Na década de 80 e 90 entrou-se numa nova fase de organização do capitalismo à escala mundial. A hegemonia política e ideológica do (neo)liberalismo, defendendo a livre circulação do comércio e dos movimentos de capitais e o definhamento económico dos Estados, assumia as offshores como paradigmas da liberdade e do poder da iniciativa privada. O aumento do capital financeiro desligado de qualquer processo produtivo até níveis nunca anteriormente atingidos transformava as offshores em centros nevrálgicos da especulação, da criação de produtos financeiros cada vez mais fictícios, da repartição encoberta da riqueza mundial, de aumento, produtivamente injustificado, dos preços de algumas matérias-primas e produtos alimentares. A economia "sombra" assume uma importância crescente em todos os países, expande-se exponencialmente nos territórios da antiga União Soviética, espalha-se como mancha de óleo na degenerescência das relações éticas, no aparente lucro fácil e na consolidação das máfias. As offshores reforçam a sua opacidade, não colaboração, e passam a estar estreitamente associadas à criminalidade económica, ao crime organizado à escala mundial. As redes informáticas e de telecomunicações à escala mundial potenciam todas estas tendências, transformando a fraude, o crime económico e o branqueamento de capitais em actividades florescentes, de fácil promoção e de difícil combate e punição.
Durante anos a correlação de forças era manifestamente favorável aos defensores dos sacrosantos altares do capital financeiro. Quando se propunha a existência de uma pequena taxa (taxa Tobin) sobre os movimentos de capitais, que obrigava mais ao registo das operações que a qualquer encargo desses fundos, os arautos da "liberdade" entoavam hossanas. Associou-se, quiçá um pouco artificialmente, o branqueamento de capitais ao terrorismo para criar condições para um seu combate mais eficaz, mas as mentalidades pouco foram influenciadas. Quando as moedas e a carteira têm mais actividade neuronal que o cérebro humano tudo se justifica e racionaliza em nome do enriquecimento.
A profunda crise que actualmente vivemos, em que os "erros" financeiros assumem total evidência, veio modificar radicalmente a apreciação económica, política e ideológica sobre os Centros Financeiros Offshore. A correlação de forças modificou-se, a percepção alterou-se e é essa a situação que vivemos hoje.
3. A reunião do G20 formulou alguns princípios importantes.

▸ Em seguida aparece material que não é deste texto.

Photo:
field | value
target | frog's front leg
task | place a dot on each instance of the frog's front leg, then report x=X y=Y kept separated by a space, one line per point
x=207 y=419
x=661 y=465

Estão criadas as condições, no âmbito do capitalismo, para mudar a forma de organização económica, social e política, que se viveu e se reproduziu no último quarto de século. Contudo não bastam declarações, são precisos actos e mudanças de política. A relevância de algumas potencias económicas mundiais na organização das offshores, o entrelaçamento criado entre o crime económico internacional e as estruturas económicas e políticas, os apoios estatais que nesta crise têm sido dados às instituições financeiras e aos capitalistas que promoveram tais desmandos, em detrimento do sector produtivo e das populações, a continuação dos discursos neoliberais nos fóruns internacionais e o enfraquecimento económicos dos Estados que as actuações de décadas promoveram mostram que ainda estamos longe do fim das offshores, ou do fim das suas actividades perniciosas para uma sociedade mais democrática, mais equitativa e mais justa.
Numa entrevista a esta mesma revista em Fevereiro de 2008 afirmava que as offshores são "a hipocrisia do sistema". Seria bom não ter de repetir essa afirmação daqui a alguns anos, chamem-se offshores ou qualquer outra coisa.